In this project, I will make a Data Collection pipeline, in which tabular data and images are collected from a website and stored in a relational database and data lake, respectively, in the cloud. After testing, I will use Docker to containerise the application and deploy it to an EC2 instance, to make it scalable. Using GitHub Actions, I will set up a CI/CD pipeline to push a new Docker image when any chances are made to the code. The container will be monitored with Prometheus and I will create dashboards to visualise those metrics using Grafana.
I have created a general webscraper module that uses Selenium and Requests to extract data from a website. I have also made two further modules, which contain scrapers for particular websites (see below for more detail). Currently the data is collected and stored locally in a json file, but once unit and integration testing is complete, this will be uploaded to AWS.
The two websites I wanted to scrape were:
-
This website is a collocations dictionary. Collocations are combinations of words that sound natural to a native speaker, e.g. in English, we say 'heavy rain', not 'strong rain.' As a former English teacher, I understand the value of learning collocations and as a current Spanish student, I was interested in scraping this website to get a collection of verbs and adjectives that collocate with a particular noun. I have decided to focus my search on abstract nouns, such as 'libertad' (freedom) and 'curiosidad' (curiosity), as I felt this was a gap in my knowledge at my current level.
-
This is the Lego Ideas website. Anyone can submit an idea for a Lego project and if it receives enough support, it will get made into a real Lego set. I love browsing this website and seeing all the amazing designs.

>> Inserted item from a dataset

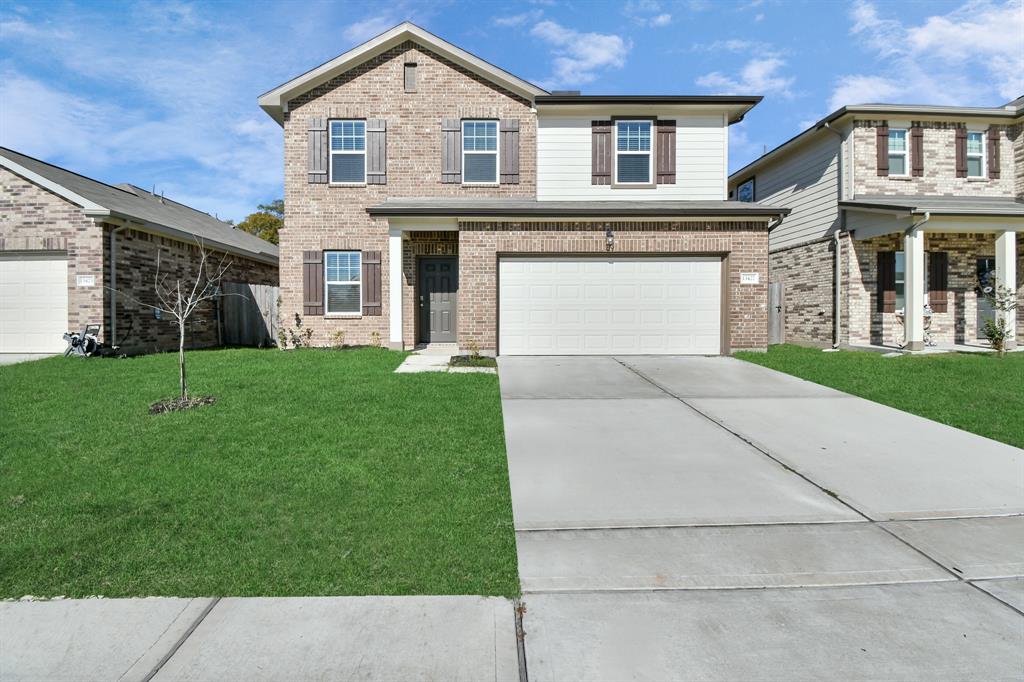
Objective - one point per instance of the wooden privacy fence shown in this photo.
(248, 314)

I created a general Scraper class using Selenium and Requests. In the constructor, the Selenium Chrome webdriver is initialised. WebDriverManager, in this case ChromeDriverManager, is used to automate the management of the drivers required by Selenium WebDriver.

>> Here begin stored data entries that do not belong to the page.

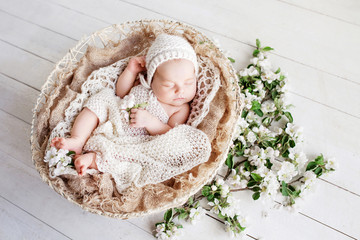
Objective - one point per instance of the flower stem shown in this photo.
(239, 189)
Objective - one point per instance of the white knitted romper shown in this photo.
(130, 154)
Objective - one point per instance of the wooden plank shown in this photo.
(17, 98)
(269, 222)
(339, 142)
(18, 224)
(33, 38)
(45, 204)
(15, 134)
(23, 66)
(27, 182)
(302, 78)
(347, 10)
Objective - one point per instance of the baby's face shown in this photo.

Using Selenium, I created methods to cover the main actions a user performs when browsing a website. The methods of the Scraper class are:
| Methods that replicate user behaviour | Methods for 'behind-the-scenes' actions |
|---|---|
| open_url() | wait_for() |
| search() | get_img_links() |
| click_button() | get_list_links() |
| scroll_up_top() | download_raw_data() |
| scroll_down_bottom() | download_images() |
| accept_cookies() | create_uuid() |
| infinite_scroll() | switch_frame() |
| see_more() | get_html() (uses Requests and BeautifulSoup) |
| next_page() | find_in_html() (uses Requests and BeautifulSoup) |
| quit() | restart_search() |
| container_to_list() | |
| try_append() | |
| get_html_and_java() | |
| find_all_in_html() |
Making use of inheritance, I made a child class for each website I wanted to scrape. These inherited all the methods above and allowed me to make some methods specific to each website.

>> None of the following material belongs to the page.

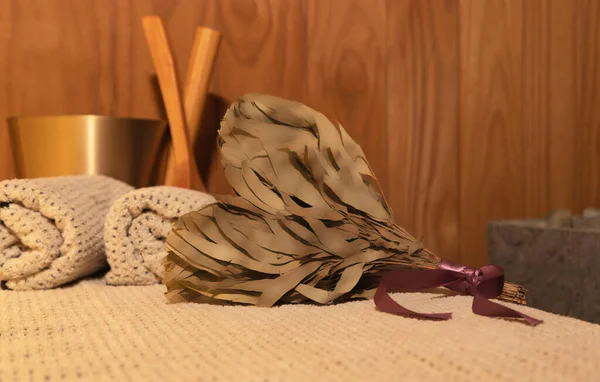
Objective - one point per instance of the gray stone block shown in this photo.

| Methods specific to LegoScraper | Methods specific to CollocationsScraper |
|---|---|
| get_links() | create_dict() |
| create_id() | get_words() |
| get_supporters_days_remaining() | get_infinitives() |
| get_name_date_creator() | get_phrases() |
| collect_info() | get_frequency() |
| explore_product_ideas() |
Data is collected from the website and initially stored in a DataClass. This instance of the DataClass is then written to a JSON file.